It was definitely warm weather and pleasant scenery where Jennifer Diaz, a 20-year-old junior studying communications at Rowan University, spent her spring break. However, luxury took on another form on this trip. Diaz's bed was a two-inch-thick foam mat, her bathroom was a hole in the ground, and the shower-a cold, polluted river.

The Towaco native had all of her comforts in knowing she was part of a group that spent its free time reaching out to help a town that has no clean, potable drinking water and suffers from illnesses associated with consuming the polluted river water.

From March 14 through March 22, Diaz and six other members of the Rowan chapter of Engineers Without BordersTM spent their time assessing La Ceiba-a town that is home to 463 people in El Salvador, Central America.

EWB-USATM is a non-profit organization committed to designing and implementing engineering projects in developing communities around the world. Such projects include renewable energy, clean water supplies and sustainable enterprise development. The organization's volunteers also include individuals with backgrounds in business, journalism, health and education, according to the organization.

The town currently relies on a polluted river and shallow, hand-dug wells as its main source of water. The exhausting labor of gathering water for daily use takes many hours, and water is scarce in the four-month-long dry season each year.

The town's dilemma became apparent to Rowan EWBTM when a Peace Corps volunteer reached out to the members. In May 2007, several Rowan EWB members traveled to La Ceiba for the initial assessment, which consisted of land surveying, water quality testing, and interacting with community members to understand their needs.

Through this trip, members of EWBTM learned that because the townsfolk ingest the unsanitary water, as many as 34 children have died, and much of the town population has suffered intestinal and digestive illnesses.

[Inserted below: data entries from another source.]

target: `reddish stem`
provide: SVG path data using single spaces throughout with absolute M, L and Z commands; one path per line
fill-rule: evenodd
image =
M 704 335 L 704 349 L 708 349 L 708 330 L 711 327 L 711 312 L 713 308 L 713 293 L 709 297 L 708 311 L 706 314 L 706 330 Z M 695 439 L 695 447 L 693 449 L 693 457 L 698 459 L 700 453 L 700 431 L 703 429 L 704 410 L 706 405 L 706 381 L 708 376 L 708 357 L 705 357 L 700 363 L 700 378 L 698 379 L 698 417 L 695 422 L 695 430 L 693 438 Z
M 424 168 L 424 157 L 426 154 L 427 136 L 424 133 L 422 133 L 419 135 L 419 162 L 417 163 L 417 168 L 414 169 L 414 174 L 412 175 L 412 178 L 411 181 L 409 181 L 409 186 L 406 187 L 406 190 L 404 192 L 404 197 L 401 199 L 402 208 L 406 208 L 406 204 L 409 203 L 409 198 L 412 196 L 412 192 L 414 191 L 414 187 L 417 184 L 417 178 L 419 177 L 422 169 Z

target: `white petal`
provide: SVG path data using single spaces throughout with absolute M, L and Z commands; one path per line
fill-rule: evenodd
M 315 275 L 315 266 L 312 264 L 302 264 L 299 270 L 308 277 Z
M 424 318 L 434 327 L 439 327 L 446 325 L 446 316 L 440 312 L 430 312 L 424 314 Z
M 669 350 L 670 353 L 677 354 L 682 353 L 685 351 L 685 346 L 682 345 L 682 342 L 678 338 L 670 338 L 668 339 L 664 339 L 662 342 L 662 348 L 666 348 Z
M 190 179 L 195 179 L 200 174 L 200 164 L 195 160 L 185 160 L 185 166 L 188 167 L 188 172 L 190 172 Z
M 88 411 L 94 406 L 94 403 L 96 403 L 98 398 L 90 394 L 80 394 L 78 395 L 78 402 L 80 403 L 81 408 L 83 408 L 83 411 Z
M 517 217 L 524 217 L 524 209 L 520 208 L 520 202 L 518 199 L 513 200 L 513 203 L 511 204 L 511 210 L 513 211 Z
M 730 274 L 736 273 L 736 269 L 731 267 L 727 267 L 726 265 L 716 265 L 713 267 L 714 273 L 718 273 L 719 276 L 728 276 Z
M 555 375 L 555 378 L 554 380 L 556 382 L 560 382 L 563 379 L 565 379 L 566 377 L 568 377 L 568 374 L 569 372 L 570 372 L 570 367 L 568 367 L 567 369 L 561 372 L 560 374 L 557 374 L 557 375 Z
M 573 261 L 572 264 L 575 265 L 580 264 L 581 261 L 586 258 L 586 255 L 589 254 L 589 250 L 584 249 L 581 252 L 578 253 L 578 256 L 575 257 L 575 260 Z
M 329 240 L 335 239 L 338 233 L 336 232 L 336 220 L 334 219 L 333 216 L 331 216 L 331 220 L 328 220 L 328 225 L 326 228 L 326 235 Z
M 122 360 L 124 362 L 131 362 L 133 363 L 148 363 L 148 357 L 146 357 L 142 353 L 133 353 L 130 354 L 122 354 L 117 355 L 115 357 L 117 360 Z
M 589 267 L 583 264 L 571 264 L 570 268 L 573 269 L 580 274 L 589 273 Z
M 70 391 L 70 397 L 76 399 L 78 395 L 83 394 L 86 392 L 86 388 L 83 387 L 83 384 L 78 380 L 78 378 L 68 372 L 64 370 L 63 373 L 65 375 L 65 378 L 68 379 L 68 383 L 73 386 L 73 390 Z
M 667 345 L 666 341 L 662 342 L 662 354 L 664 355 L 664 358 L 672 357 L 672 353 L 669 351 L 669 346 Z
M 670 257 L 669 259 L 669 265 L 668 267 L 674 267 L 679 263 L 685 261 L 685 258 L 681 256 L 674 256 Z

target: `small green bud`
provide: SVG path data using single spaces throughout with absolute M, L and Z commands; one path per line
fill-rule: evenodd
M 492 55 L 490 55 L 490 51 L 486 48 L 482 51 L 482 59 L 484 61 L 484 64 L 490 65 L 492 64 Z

"My biggest accomplishment on this trip was getting over my language barrier. I grew up speaking Spanish but I lost my confidence speaking it as I got older. After that, I felt a huge disconnection from my peers and my heritage, and I feared being judged. This trip made me realize how much of a blessing it is to know a foreign language so well," Diaz said.

Diaz used her Spanish language to help her team communicate with the townsfolk. She worked with two other EWB Spanish-speakers to help educate the town about water sanitation, traveling house to house to illustrate how to purify the water supply. Diaz also helped to translate questions the engineers needed answered by the community.

"The people there had so little but they were so happy. An elderly woman who was walking down the road one morning while we were working stopped, gave me a big smile and just opened her arms. She immediately hugged me. She really appreciated us being there," Diaz said.

"The trip really taught me how lucky we are to have what we do in the U.S. But in La Ceiba, life is so simple, untouched by clutter and chaos. The air was fresh, and the scenery amazing. I would go back in a heartbeat. It was truly an eye-opening experience that I will always remember," she said.

Rowan's EWBTM chapter currently is working on another project with a community in Senegal, West Africa, in an effort to provide it with clean drinking water. The group hopes to travel to this village in the summer. Past Rowan EWBTM projects have included developing a potable-water distribution system in the Honduran community of Mataderos and installing a water distribution system in Pateung, Thailand.